Relations impériales-papales
Au cours du XIXe et au début du XXe siècle, les historiens nationalistes et libéraux ont popularisé une vision de Frédéric Ier, que les Italiens appelaient Barberousse (« Barbe rouge »), entourée de légende et brodée de mythe. Depuis la Seconde Guerre mondiale, cependant, les chercheurs se sont éloignés des interprétations nationalistes pour réévaluer la relation impériale-papale dans son contexte historique réel. Par exemple, le traité de Constance du 23 mars 1153, par lequel le pape et l’empereur se consacrent presque à un retour à l’ancien statu quo en Italie du Nord et du Sud, témoigne de leur effort pour conserver des éléments essentiels de l’ordre traditionnel.

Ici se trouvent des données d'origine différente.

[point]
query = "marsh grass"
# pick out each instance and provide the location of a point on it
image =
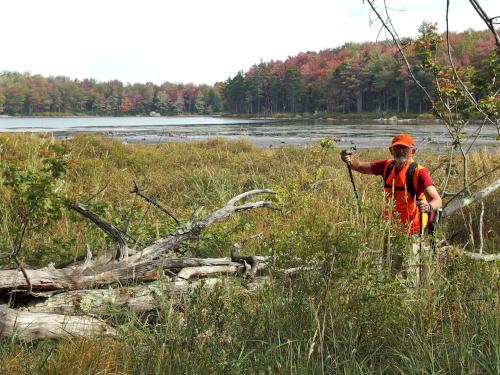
(353, 318)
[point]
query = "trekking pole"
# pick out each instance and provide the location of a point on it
(350, 152)
(421, 245)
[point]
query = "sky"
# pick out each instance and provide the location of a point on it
(195, 41)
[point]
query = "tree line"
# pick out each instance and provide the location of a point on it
(357, 77)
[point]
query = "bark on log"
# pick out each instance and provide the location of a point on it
(27, 326)
(483, 257)
(119, 272)
(138, 299)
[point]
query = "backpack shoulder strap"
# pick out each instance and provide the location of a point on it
(410, 182)
(388, 170)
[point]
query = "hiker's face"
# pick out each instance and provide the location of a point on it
(401, 153)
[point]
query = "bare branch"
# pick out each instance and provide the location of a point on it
(28, 326)
(473, 198)
(106, 226)
(487, 20)
(153, 201)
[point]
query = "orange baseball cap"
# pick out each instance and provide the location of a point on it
(403, 139)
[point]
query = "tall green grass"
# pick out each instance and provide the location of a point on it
(352, 317)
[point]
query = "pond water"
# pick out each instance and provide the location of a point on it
(264, 133)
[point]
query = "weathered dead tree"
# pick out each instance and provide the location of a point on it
(29, 326)
(53, 298)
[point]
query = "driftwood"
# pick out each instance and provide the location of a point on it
(138, 299)
(49, 301)
(53, 302)
(29, 326)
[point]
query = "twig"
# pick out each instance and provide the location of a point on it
(488, 21)
(106, 226)
(481, 218)
(472, 183)
(153, 201)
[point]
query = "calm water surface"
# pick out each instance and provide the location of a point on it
(264, 133)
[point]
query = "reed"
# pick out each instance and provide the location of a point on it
(355, 318)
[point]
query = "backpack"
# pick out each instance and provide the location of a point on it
(433, 219)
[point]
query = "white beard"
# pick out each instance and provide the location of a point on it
(401, 161)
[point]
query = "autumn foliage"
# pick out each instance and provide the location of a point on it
(365, 77)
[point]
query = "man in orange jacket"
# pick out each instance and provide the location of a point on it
(410, 188)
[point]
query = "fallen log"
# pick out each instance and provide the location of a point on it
(121, 272)
(143, 265)
(52, 296)
(27, 326)
(143, 298)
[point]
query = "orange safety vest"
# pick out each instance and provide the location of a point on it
(403, 194)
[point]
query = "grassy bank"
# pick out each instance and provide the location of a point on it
(355, 318)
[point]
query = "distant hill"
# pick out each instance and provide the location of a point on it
(357, 77)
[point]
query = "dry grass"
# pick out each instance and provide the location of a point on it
(353, 319)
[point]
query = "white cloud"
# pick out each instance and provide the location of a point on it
(196, 41)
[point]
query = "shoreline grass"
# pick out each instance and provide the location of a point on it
(353, 318)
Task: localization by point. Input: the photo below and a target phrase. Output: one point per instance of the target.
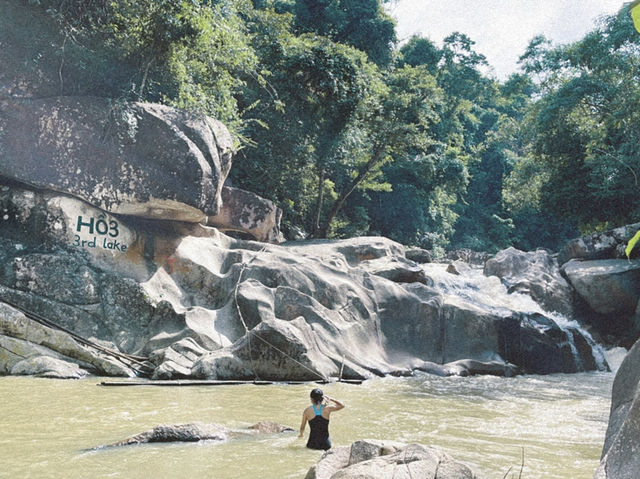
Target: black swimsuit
(319, 435)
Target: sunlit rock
(191, 302)
(605, 245)
(248, 213)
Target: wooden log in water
(208, 382)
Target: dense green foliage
(351, 133)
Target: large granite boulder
(535, 273)
(139, 159)
(620, 456)
(609, 244)
(610, 289)
(388, 460)
(190, 302)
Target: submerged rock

Mais les événements montrent rapidement combien cet effort est illusoire. En fait, la confiance entre les parties papale et impériale était faible. Frédéric fait sa descente en Italie en 1154 afin d’assurer son couronnement en tant qu’empereur. Ses troupes étaient peu nombreuses, principalement une bande de chevaliers sous les ordres d’Henri III (le Lion), duc de Saxe. Il met Milan au ban de l’empire pour avoir refusé de répondre aux accusations portées contre elle par Lodi, Pavie et Crémone. Mais il ne peut faire grand-chose d’autre. Il se rendit rapidement à Rome, où un nouveau pape, Adrien IV (1154-59), le seul Anglais à avoir occupé le siège papal, avait succédé au pape Anastase IV (1153-54). Adrien n’a guère d’autre choix que de poursuivre les accords conclus à Constance, bien que lui et son principal conseiller, le cardinal Roland Bandinelli (qui succédera plus tard à Adrien sous le nom de pape Alexandre III), s’opposent à la réaffirmation par Frédéric des prétentions impériales à participer aux élections papales. Ils ont néanmoins besoin de son soutien pour réprimer les troubles persistants provoqués par Arnold de Brescia. L’empereur captura Arnold et le remit au préfet de la ville, qui le pendit, brûla son corps et dispersa ses cendres dans le Tibre. Frédéric, cependant, n’agit pas contre les Normands, bien que le roi Roger II de Sicile soit mort et qu’Adrien ait conclu un traité avec le roi Guillaume Ier (1154-66) de Sicile en 1156. Le premier voyage de Frédéric en Italie servit donc principalement à démontrer l’impossibilité du type de restauration que Frédéric avait envisagé dans le traité de Constance, mais cela ne signifiait pas qu’il était prêt à abandonner les droits de l’empire. Bien au contraire, il a contribué à déplacer les questions dans une nouvelle arène.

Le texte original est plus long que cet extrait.